It took a late tip-in by Robert Covington and an overtime period for the Rockets to overcome Porzingis’ production in a 153-149 victory.
The Latvian native was the first test for a Rockets team who restarted their quest to a championship relying on small-ball. When the Rockets take to the court again Sunday night, they will meet their most significant hurdle to date — the 54-12 Milwaukee Bucks. Similar to the Mavericks, the Bucks have a skillful big man who can create havoc in the paint, but perhaps one who is ten-times better.
“He [Giannis Antetokounmpo] puts a lot of pressure on you. [The goal] is to not give him anything easy, don’t foul him. And if you can, make him shoot jump shots. That’s why he’s a superstar. That’s why he’s the MVP. He creates problems, and we are going to do everything we can to stop him.” — Mike D’Antoni
Just like he has done all season long before the abrupt shutdown, Giannis Antetokounmpo put on an astonishing performance against the Boston Celtics Friday night. He scored a game-high 37 points — 16 coming in the fourth quarter — to go with 15 rebounds and seven assists in 32 minutes. Antetokounmpo connected on 14 made field goals in the win, as 12 came inside the restricted area, one coming behind the arc.

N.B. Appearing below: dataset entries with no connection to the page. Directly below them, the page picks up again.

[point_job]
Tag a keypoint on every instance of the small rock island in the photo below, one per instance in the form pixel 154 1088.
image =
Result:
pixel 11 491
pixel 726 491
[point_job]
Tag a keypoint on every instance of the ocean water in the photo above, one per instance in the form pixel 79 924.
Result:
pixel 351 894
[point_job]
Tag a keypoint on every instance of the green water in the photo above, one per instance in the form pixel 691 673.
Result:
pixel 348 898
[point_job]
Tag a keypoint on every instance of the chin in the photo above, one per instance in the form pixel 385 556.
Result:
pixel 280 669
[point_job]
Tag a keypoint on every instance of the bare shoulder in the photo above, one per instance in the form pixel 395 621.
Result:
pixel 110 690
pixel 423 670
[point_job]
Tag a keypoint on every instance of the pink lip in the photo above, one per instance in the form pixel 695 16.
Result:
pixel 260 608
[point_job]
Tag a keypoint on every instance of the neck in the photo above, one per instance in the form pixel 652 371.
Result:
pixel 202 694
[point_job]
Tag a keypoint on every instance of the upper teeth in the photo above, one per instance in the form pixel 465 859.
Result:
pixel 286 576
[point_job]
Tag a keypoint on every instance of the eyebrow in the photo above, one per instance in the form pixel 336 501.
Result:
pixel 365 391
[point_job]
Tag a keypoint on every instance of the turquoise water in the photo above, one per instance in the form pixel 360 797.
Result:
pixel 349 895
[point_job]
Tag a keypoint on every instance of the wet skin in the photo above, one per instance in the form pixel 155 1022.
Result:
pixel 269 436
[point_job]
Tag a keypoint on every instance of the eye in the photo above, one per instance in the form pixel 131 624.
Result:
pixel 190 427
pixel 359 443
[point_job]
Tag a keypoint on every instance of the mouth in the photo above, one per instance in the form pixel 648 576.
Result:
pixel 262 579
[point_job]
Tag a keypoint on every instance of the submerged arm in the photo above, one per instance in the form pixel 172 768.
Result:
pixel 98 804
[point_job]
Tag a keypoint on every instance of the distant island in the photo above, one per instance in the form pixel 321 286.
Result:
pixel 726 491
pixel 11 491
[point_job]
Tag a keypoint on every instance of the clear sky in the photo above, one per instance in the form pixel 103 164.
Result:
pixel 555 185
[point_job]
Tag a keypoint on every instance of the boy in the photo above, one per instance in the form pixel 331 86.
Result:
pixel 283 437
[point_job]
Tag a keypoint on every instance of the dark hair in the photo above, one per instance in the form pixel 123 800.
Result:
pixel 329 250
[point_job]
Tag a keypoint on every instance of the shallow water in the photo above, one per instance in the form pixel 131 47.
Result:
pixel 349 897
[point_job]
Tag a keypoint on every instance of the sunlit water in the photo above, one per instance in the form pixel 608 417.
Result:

Living in the paint is The Greek Freak’s bread and butter, and it’s going to be a daunting task for the Rockets to defend. But how does the league’s smallest team intend to keep the most physical specimen from entering his sweet spot? P.J. Tucker says having enough bodies to help collapse the lane and recover in time to avoid an open three-point shot will be the main points of emphasis.
For Tucker, making the necessary defensive adjustments for Antetokounmpo is comparable when preparing for LeBron James.
“There unique ability to get to the basket at will is the hardest part when trying to keep them out of the paint. [The goal] is to try and make them take tough pull up shots. When they have shooters, you can’t be on the elbows too much for the help, so you gotta have players who can stay out on the shooters. It makes it really hard.” — P.J. Tucker
Opening night in October marked the last time the Rockets squared off against Antetokounmpo and the Bucks. The reigning MVP scored 36 points on 14 made baskets, but five came from outside the restricted area as he led Milwaukee to a 117-111 win.
With the addition of better perimeter defenders this time around (Robert Covington, Jeff Green and DeMarre Carroll), perhaps forcing Antetokounmpo into taking five fewer shots from around the basket is enough to turn a six-point swing into the Rockets favor. A six-point swing James Harden would gladly take given his one-on-one interview with Rachel Nichols in February.
“I wish I could be 7-feet and just run and dunk — that takes no skills at all. I actually have to learn how to play basketball and have skills. You know?” — Harden via ESPN The Jump.